On March 1, ABC Widget Company has decided that because it holds excess cash and lacks investment opportunities, it would like to reward shareholders with a regular quarterly dividend payment. The date for this particular announcement is known as the declaration date. It is on this date that the company announces the specific dividend payment along with the holder of record date (aka record date) and the payment date. The company announces that a dividend payment of 25 cents per share will be payable March 31, 2012 (the payment date) to all shareholders of record at the close of business on March 16, 2012 (holder of record date). What does this all mean? Well the short story is that the company looks at its records on March 16 and anyone listed on the books as an owner of ABC Widget company will be eligible for the dividend payment (on March 31).

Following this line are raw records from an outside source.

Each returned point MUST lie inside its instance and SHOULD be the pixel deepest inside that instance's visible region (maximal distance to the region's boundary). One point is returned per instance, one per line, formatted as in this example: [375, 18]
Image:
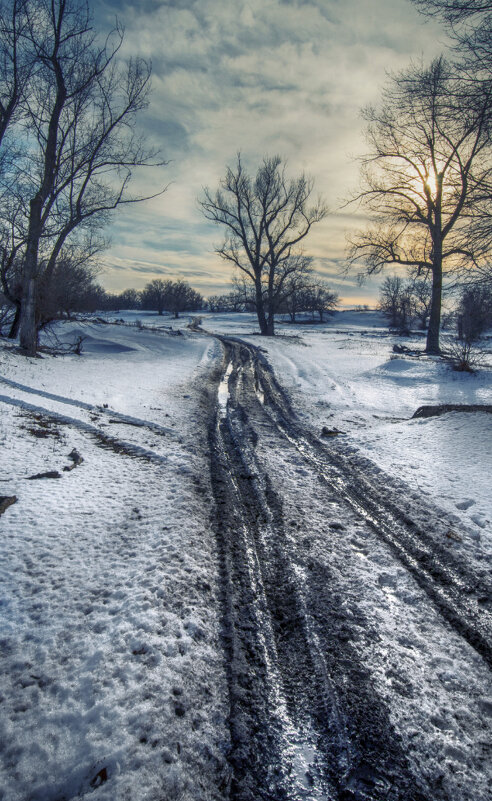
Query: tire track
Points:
[462, 596]
[305, 720]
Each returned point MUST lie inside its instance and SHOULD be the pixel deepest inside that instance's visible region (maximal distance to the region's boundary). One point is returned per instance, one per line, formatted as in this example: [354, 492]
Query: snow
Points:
[343, 374]
[111, 676]
[111, 673]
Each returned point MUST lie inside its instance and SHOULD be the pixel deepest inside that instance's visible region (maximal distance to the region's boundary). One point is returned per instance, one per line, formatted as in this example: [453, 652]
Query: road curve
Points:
[308, 717]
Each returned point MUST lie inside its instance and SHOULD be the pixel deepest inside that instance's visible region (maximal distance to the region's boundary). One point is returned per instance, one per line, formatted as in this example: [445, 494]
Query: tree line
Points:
[426, 178]
[69, 146]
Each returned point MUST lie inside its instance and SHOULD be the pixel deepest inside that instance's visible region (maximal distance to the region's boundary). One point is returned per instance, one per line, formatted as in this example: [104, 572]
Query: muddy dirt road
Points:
[358, 647]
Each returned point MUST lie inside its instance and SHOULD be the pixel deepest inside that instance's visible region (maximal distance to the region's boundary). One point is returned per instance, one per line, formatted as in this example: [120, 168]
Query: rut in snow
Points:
[305, 719]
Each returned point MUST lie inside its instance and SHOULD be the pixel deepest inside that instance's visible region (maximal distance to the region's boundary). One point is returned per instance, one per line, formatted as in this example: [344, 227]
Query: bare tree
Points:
[265, 218]
[426, 180]
[17, 62]
[469, 23]
[79, 114]
[420, 293]
[154, 295]
[455, 11]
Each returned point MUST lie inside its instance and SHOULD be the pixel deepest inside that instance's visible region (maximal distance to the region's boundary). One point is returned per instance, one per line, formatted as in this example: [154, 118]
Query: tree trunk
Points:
[432, 345]
[28, 330]
[260, 310]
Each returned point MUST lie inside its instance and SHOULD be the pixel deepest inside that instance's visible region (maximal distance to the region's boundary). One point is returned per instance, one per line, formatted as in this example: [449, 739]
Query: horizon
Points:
[287, 77]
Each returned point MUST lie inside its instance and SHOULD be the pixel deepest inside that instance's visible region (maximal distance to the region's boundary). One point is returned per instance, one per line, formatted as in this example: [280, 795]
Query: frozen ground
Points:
[111, 674]
[111, 678]
[344, 374]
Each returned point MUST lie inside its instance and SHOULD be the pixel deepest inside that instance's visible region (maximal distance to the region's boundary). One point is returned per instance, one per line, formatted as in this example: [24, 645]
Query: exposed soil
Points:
[306, 718]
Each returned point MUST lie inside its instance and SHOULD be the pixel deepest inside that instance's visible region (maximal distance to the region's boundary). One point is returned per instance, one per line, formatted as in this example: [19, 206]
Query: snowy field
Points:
[111, 675]
[344, 375]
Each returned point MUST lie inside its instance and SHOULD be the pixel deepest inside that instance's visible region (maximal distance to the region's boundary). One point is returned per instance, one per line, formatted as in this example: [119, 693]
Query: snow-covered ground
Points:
[111, 677]
[343, 374]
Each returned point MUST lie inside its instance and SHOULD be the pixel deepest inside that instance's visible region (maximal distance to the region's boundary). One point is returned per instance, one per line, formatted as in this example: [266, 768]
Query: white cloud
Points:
[260, 76]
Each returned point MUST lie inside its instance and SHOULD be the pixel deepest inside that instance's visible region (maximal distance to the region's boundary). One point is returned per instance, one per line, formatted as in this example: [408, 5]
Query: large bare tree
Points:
[266, 218]
[79, 114]
[426, 180]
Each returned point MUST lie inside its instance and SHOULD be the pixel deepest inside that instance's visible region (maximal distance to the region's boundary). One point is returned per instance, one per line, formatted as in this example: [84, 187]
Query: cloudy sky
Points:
[261, 77]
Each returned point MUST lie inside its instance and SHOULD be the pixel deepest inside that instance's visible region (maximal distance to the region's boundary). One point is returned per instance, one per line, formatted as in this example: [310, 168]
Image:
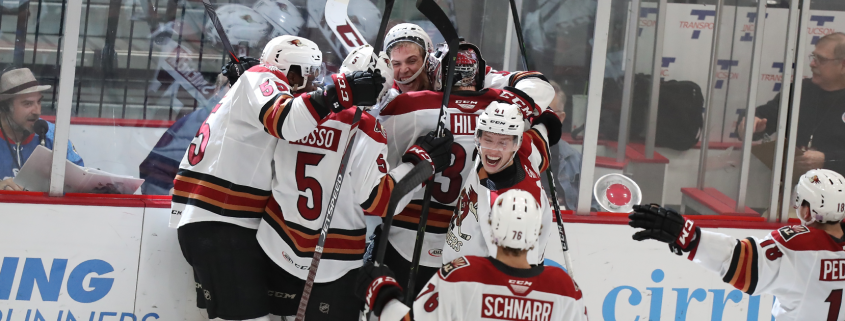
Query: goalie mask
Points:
[516, 220]
[470, 67]
[285, 51]
[364, 58]
[824, 191]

The one other important term to remember is the ex-dividend date. The ex-dividend date (typically two trading days before the holder of record date for U.S. securities) is the day in which a company begins trading without the dividend. In order to have a claim on a dividend, shares must be purchased no later than the last business day before the ex-dividend date. A company trading ex-dividend will have the upcoming dividend subtracted from the share price at the start of the trading day. Many times, the price of a stock will increase in anticipation of the upcoming dividend as the ex-dividend date approaches, yet will fall back by the amount of the dividend on the ex-dividend date.

Editor's Note: TheStreet ratings do not represent the views of TheStreet's staff or its contributors. Ratings are established by computer based on metrics for performance (which includes growth, stock performance, efficiency and valuation) and risk (volatility and solvency). Companies with poor cash flow or high debt levels tend to earn lower ratings in our model.